TakeLab / spacy-udpipe

spaCy + UDPipe
MIT License
159 stars 11 forks source link

Text indexation on portuguese #32

Open albcunha opened 3 years ago

albcunha commented 3 years ago

Hello! Maybe there is something not working correctly with token.idx on portuguese.

I think the cause is multiword token. In portuguese "da" (of the) is a contraction of "de + a").

I saw https://github.com/TakeLab/spacy-udpipe/pull/17, it seems to be the same problem, but it seem it wont work for portuguese.

This works (token.text and text slice are the same):

nlp = spacy_udpipe.load("en")
text = "The language of peace can be a culture."
doc = nlp(text)
for token in doc:
    print(token.text,text[token.idx:token.idx+len(token.text)])

The The language language of of peace peace can can be be a a culture culture . .

This wont work (token.text and text slice are not the same after multiword): :

nlp = spacy_udpipe.load("pt")
text = "A linguagem da paz pode ser uma cultura."
doc = nlp(text)
for token in doc:
    print(token.text,text[token.idx:token.idx+len(token.text)])

A A linguagem linguagem de da a p paz z p pode de s ser r u uma a c cultura ltura. .

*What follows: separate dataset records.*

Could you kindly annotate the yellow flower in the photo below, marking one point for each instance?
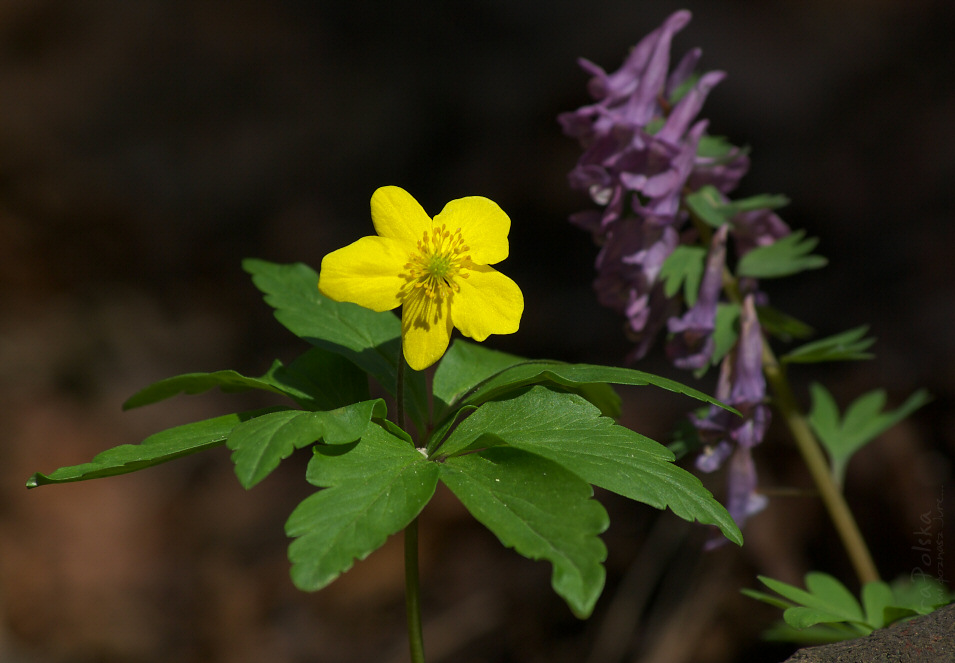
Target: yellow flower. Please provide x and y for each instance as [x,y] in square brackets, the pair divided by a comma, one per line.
[436,270]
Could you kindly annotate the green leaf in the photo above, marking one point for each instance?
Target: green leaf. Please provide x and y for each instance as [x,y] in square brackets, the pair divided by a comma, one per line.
[827,600]
[568,430]
[572,377]
[786,256]
[864,421]
[370,340]
[770,599]
[541,510]
[373,489]
[782,325]
[876,597]
[920,593]
[316,380]
[155,449]
[684,267]
[259,445]
[725,331]
[706,203]
[464,366]
[849,345]
[321,380]
[753,203]
[196,383]
[718,148]
[820,634]
[467,365]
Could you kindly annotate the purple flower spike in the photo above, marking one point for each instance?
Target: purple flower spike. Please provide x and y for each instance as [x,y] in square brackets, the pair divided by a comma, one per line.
[749,383]
[742,500]
[692,343]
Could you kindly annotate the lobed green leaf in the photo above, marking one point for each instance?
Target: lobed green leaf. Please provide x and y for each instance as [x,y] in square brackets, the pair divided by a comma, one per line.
[786,256]
[158,448]
[259,445]
[467,369]
[372,489]
[539,509]
[370,340]
[864,421]
[318,380]
[573,377]
[849,345]
[684,268]
[570,431]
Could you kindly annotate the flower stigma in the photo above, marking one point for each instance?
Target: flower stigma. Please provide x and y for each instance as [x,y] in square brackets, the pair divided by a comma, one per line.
[440,259]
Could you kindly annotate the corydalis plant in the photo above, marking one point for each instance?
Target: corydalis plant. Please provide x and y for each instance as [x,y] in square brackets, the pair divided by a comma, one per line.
[647,161]
[520,442]
[679,258]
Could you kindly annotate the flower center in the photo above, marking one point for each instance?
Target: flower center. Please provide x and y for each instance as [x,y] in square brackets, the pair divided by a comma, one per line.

Any ideas of how to circumvent this?

asajatovic commented 3 years ago

@albcunha Thank you for reporting this issue. I'll try to look into it in more detail. In the meantime, which column is the desired one of the two for Portuguese? :smiley:

albcunha commented 3 years ago

Ideally, I think a general rule would be that token.idx for the take only the first character and the second token could rest of the word (the remaining characters). They could have this format:

A A 0
linguagem linguagem 2
da de 12
a  a 13
paz paz 15
pode pode 19
ser ser 24
uma uma 28
cultura cultura 32
. . 39

There are many words in portuguese words this contractions happens, some are not identified by the model. But, still, It happens a lot. The change, as suggested, would solve all the words I checked, such as these: do, dos, da, das, dum, duns, duma, umas, doutro, doutros, doutra, doutras, donde, no, nos, na, nas, num, nuns, numa, numas, noutro, noutros, pelo, pelos, pela, pelas.

That are other contractions that the model wont "catch", so I think it does not matter.

Thanks for any help!